3. Certo, Gesù offre alla Chiesa il suo Spirito e noi uomini e donne offriamo alla Chiesa la nostra umanità; perciò lo Spirito Santo è chiamato ad operare nella pesantezza, nell’opacità, nella pigrizia, nella durezza della realtà umana. E’ così; bisogna riconoscerlo con umiltà. Tuttavia se si crede davvero che Gesù ha dato lo Spirito alla sua Chiesa non si deve pensare che gli uomini siano tanto miserabili da rendere inerte la Chiesa di Dio. E questo vale anche per la nostra comunità, che, localmente, è la Chiesa del Signore. Ringraziamo Gesù, che ne è lo Sposo fedele. La Chiesa, benché porti il peso di una moltitudine di uomini e di donne deboli e peccatori, è resa viva dallo Spirito, quindi è indefettibile nella fedeltà alla sua missione. Questo è il modo concreto di credere che lo Spirito Santo non è l’anima fallita della Chiesa, non è il principio che la rende viva che ha subito uno scacco dalla nostra insipienza.

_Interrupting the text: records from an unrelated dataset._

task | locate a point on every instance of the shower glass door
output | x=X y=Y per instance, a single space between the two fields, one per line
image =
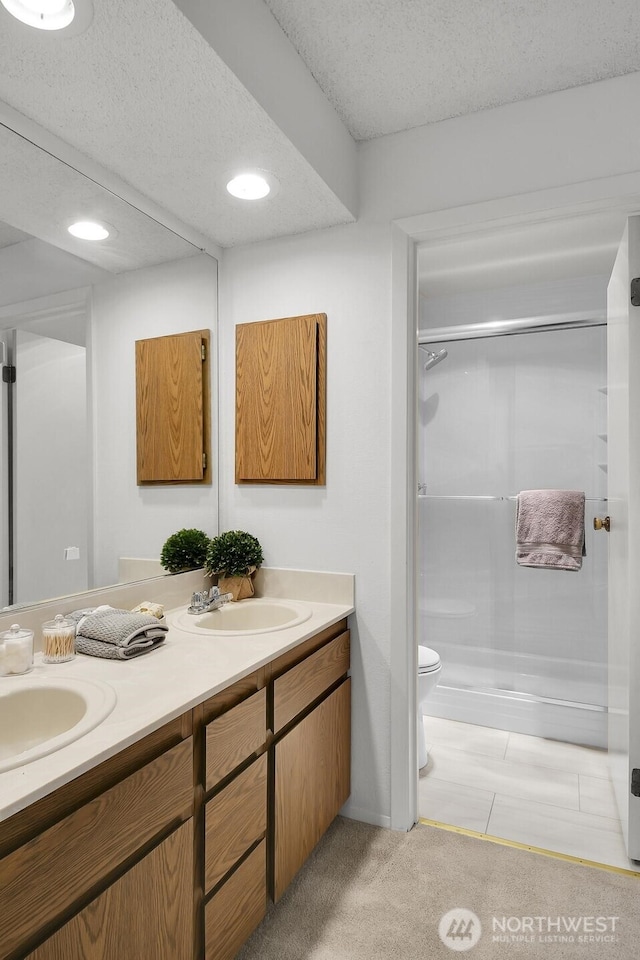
x=521 y=648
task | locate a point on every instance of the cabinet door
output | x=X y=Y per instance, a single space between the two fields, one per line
x=280 y=400
x=312 y=781
x=146 y=914
x=172 y=408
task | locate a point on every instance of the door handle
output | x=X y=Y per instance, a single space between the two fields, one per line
x=602 y=523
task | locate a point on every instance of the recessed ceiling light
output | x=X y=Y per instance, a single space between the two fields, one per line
x=43 y=14
x=88 y=230
x=249 y=186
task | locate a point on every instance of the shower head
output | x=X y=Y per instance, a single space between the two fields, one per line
x=433 y=358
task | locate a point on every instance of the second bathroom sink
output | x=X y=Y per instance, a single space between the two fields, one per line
x=39 y=716
x=256 y=615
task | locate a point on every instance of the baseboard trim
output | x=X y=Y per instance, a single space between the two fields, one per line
x=365 y=816
x=525 y=846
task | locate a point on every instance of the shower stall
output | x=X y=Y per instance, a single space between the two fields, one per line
x=522 y=649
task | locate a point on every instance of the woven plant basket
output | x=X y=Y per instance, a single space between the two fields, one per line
x=240 y=587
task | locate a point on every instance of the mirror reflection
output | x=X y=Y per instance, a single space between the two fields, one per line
x=71 y=514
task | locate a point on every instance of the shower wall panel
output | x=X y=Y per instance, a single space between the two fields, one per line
x=501 y=415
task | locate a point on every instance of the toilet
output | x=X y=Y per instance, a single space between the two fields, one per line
x=429 y=670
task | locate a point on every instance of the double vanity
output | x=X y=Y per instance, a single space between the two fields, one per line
x=213 y=768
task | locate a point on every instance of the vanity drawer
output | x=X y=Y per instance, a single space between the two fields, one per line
x=235 y=735
x=235 y=911
x=234 y=819
x=304 y=683
x=102 y=834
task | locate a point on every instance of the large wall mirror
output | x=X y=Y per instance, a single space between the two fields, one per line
x=72 y=517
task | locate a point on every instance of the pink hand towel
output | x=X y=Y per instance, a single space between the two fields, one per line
x=550 y=529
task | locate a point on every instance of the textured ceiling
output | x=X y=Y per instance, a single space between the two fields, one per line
x=41 y=196
x=388 y=65
x=141 y=92
x=9 y=235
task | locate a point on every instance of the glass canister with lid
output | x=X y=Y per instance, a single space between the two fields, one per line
x=16 y=650
x=58 y=640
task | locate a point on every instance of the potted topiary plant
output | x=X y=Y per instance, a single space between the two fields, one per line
x=234 y=556
x=185 y=550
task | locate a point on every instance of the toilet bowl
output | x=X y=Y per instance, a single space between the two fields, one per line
x=429 y=670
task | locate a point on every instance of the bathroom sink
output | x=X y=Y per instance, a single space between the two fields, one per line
x=39 y=715
x=256 y=615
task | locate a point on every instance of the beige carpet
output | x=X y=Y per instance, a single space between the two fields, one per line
x=373 y=894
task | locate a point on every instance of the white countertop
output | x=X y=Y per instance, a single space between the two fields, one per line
x=152 y=690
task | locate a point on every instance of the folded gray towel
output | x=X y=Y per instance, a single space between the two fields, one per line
x=550 y=529
x=111 y=651
x=116 y=634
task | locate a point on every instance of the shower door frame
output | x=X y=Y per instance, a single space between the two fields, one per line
x=588 y=197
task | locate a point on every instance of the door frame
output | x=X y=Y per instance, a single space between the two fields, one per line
x=620 y=192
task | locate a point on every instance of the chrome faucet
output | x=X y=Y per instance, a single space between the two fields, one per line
x=208 y=600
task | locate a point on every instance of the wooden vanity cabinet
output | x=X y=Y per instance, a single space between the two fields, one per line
x=311 y=751
x=235 y=816
x=103 y=867
x=170 y=848
x=146 y=914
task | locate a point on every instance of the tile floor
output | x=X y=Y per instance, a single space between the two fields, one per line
x=547 y=794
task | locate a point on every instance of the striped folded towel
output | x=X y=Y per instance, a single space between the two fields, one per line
x=116 y=634
x=550 y=529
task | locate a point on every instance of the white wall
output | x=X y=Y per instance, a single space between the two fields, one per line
x=51 y=485
x=552 y=141
x=152 y=302
x=343 y=526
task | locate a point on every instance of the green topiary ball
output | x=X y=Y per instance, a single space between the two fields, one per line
x=233 y=554
x=185 y=550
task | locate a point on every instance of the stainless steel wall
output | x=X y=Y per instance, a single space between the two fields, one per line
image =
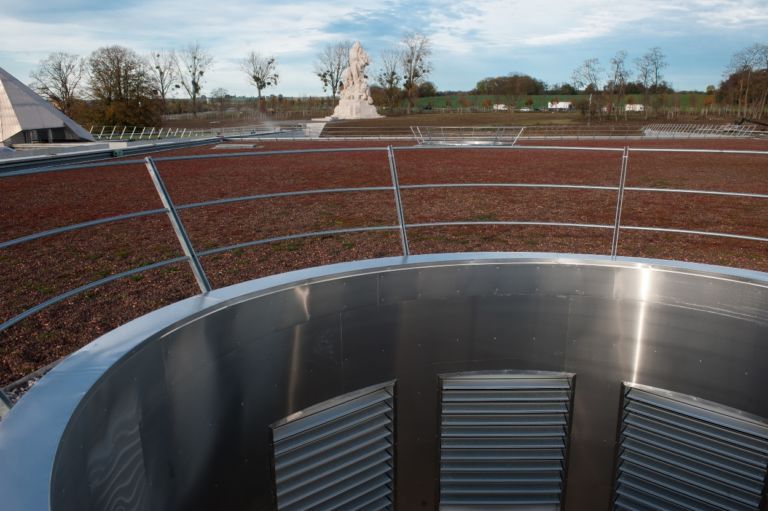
x=172 y=410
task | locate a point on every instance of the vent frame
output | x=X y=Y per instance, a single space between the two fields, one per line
x=724 y=446
x=327 y=422
x=495 y=383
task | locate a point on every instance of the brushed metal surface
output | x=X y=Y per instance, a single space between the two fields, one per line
x=188 y=392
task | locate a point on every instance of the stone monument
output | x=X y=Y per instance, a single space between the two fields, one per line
x=355 y=101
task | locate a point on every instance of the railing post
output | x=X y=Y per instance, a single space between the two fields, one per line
x=398 y=200
x=518 y=135
x=619 y=202
x=178 y=227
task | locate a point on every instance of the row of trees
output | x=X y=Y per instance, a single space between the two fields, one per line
x=611 y=86
x=401 y=72
x=745 y=82
x=116 y=85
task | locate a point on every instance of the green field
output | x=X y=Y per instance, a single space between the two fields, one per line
x=682 y=100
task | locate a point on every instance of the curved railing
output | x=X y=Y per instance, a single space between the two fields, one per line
x=402 y=227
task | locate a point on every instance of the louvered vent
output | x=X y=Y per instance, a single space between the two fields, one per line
x=337 y=454
x=504 y=439
x=679 y=452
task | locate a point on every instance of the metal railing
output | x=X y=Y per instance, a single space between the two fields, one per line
x=118 y=133
x=700 y=130
x=192 y=256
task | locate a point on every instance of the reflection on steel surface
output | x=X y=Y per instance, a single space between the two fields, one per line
x=338 y=454
x=504 y=439
x=677 y=451
x=204 y=378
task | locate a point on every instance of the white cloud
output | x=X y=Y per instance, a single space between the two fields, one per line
x=294 y=32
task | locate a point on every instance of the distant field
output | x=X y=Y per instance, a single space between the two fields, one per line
x=682 y=100
x=470 y=119
x=35 y=271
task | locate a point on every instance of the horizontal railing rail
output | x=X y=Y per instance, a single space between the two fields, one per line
x=117 y=133
x=191 y=256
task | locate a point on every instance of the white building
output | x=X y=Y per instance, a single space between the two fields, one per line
x=26 y=117
x=560 y=106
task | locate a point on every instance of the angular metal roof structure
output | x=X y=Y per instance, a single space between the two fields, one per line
x=27 y=117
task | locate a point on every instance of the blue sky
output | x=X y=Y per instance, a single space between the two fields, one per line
x=470 y=39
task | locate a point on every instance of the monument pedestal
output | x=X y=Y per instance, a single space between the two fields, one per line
x=355 y=109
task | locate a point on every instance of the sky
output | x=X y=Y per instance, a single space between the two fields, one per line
x=470 y=39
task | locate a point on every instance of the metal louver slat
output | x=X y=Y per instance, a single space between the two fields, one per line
x=679 y=452
x=337 y=454
x=504 y=439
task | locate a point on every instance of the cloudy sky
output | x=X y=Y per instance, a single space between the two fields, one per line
x=471 y=39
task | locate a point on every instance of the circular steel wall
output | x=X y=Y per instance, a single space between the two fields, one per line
x=171 y=411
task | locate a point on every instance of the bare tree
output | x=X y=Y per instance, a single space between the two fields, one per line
x=220 y=98
x=617 y=84
x=121 y=87
x=330 y=63
x=657 y=61
x=194 y=61
x=587 y=77
x=260 y=71
x=388 y=76
x=415 y=63
x=644 y=76
x=744 y=64
x=57 y=78
x=164 y=70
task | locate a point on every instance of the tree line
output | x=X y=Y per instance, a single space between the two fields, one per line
x=115 y=85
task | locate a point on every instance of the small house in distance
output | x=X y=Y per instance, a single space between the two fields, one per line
x=560 y=106
x=25 y=117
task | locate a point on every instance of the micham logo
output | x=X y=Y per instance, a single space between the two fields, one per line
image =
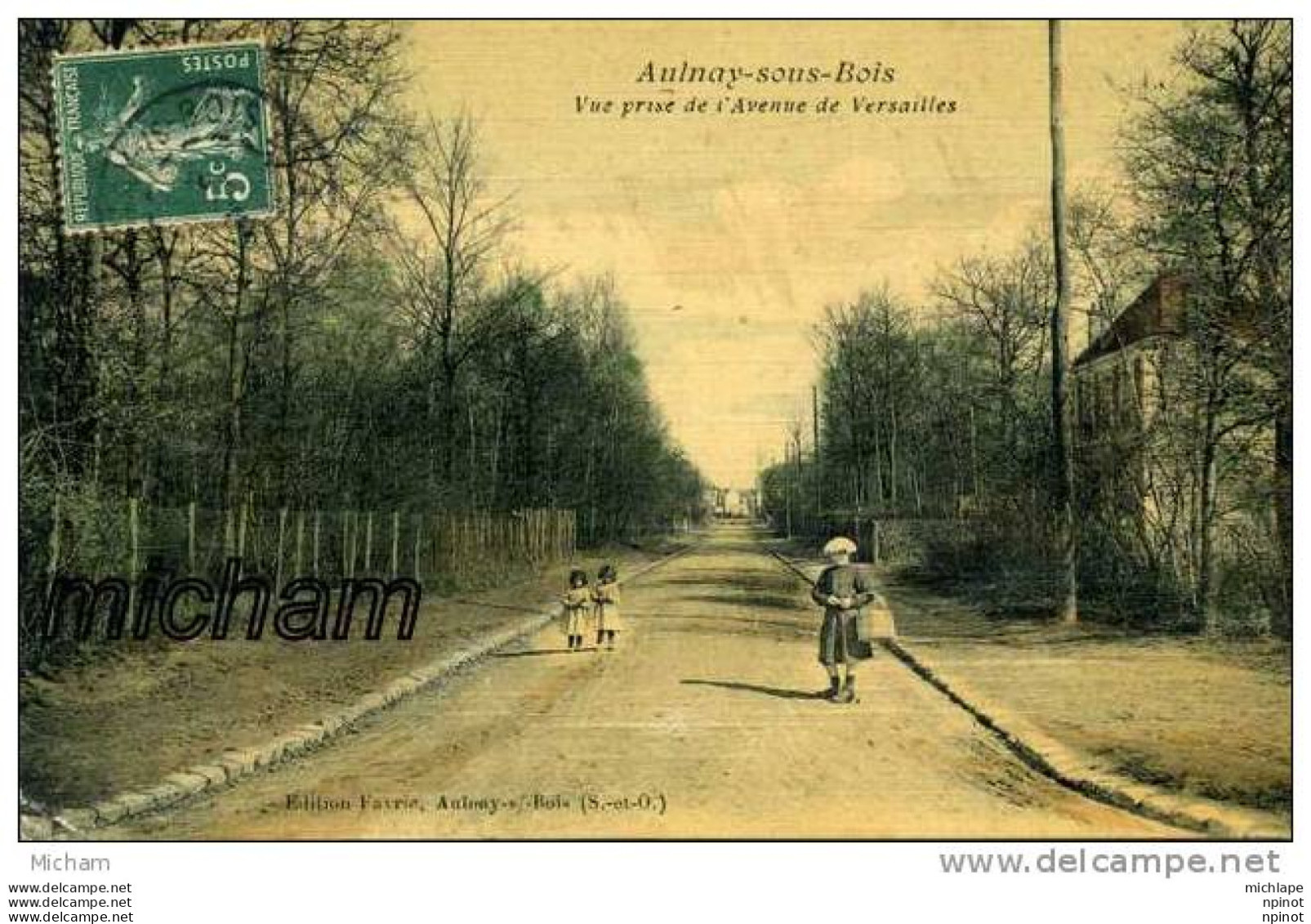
x=188 y=609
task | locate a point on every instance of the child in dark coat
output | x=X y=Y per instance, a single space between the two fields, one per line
x=576 y=609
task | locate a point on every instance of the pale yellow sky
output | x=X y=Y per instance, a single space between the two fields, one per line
x=754 y=223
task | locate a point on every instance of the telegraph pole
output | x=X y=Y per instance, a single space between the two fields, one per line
x=1068 y=587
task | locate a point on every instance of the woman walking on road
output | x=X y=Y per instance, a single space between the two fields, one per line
x=842 y=590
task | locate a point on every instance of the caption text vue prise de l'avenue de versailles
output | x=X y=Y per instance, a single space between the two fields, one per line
x=726 y=88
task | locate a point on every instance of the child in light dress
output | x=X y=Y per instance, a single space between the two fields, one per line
x=606 y=596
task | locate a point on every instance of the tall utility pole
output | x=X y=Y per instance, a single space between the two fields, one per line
x=818 y=459
x=1068 y=549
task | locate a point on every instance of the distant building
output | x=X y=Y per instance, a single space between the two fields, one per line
x=1117 y=384
x=1138 y=425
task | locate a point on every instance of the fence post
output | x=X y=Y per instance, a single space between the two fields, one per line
x=282 y=529
x=134 y=538
x=348 y=552
x=368 y=542
x=418 y=542
x=53 y=565
x=134 y=555
x=396 y=540
x=242 y=516
x=190 y=538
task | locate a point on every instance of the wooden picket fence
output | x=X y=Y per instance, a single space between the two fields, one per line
x=127 y=538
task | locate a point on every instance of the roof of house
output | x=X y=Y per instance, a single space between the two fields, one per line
x=1158 y=311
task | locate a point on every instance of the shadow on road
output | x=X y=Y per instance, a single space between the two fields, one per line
x=531 y=653
x=754 y=689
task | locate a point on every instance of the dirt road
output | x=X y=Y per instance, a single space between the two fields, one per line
x=703 y=725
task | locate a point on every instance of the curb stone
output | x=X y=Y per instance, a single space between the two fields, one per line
x=238 y=763
x=1064 y=766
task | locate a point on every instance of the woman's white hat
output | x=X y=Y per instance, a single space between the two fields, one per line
x=840 y=546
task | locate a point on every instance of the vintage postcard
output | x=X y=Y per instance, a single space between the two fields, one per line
x=623 y=430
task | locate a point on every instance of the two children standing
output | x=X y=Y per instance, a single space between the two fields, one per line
x=591 y=609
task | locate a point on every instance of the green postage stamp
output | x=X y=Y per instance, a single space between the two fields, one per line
x=163 y=136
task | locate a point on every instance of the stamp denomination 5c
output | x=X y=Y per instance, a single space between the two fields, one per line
x=163 y=136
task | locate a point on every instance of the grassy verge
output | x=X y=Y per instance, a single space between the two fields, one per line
x=127 y=715
x=1198 y=716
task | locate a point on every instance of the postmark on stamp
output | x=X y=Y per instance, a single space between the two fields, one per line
x=163 y=136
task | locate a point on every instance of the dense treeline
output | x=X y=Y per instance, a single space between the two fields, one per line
x=368 y=347
x=940 y=412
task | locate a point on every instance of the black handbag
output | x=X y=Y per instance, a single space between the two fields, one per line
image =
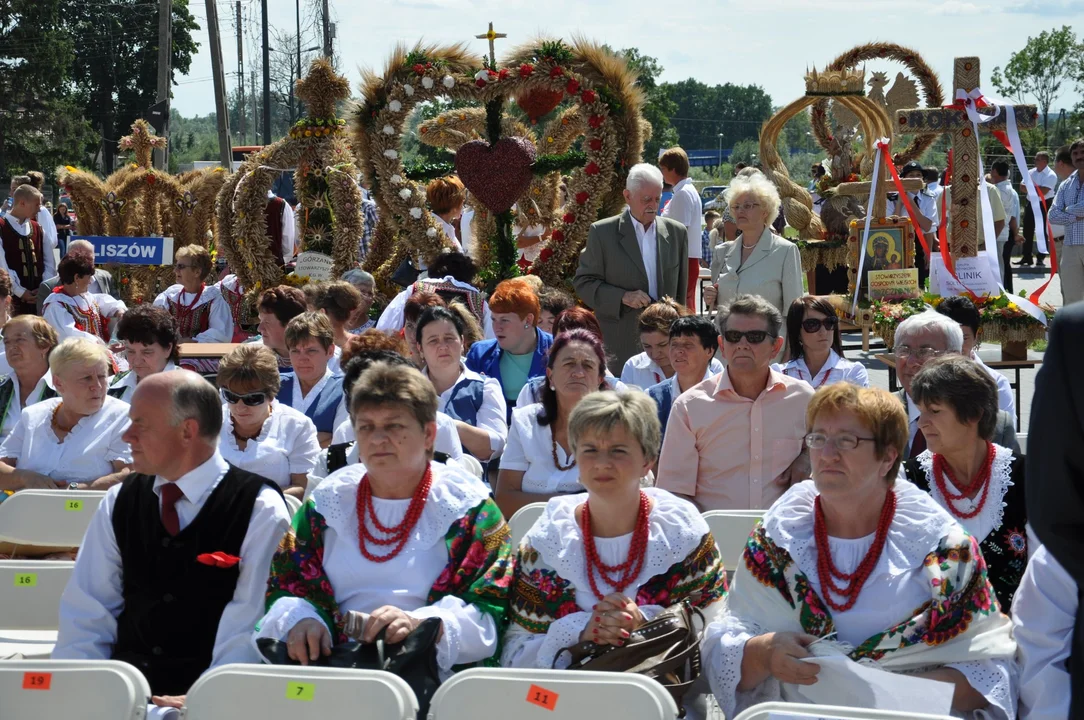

Oggi è Pentecoste e di nuovo lo Spirito si effonde sulla Chiesa, si effonde su questa cara comunità : apriamo i nostri cuori affinché lo Spiritus Creator li rigeneri, li consoli, li fortifichi, li illumini, li scaldi.
Nell’Eucaristia che ora celebriamo, è lo Spirito che trasforma il pane e il vino nel Corpo e nel sangue del Signore: trasformi anche noi nel Corpo vivente di Cristo che passa nel mondo facendo il bene.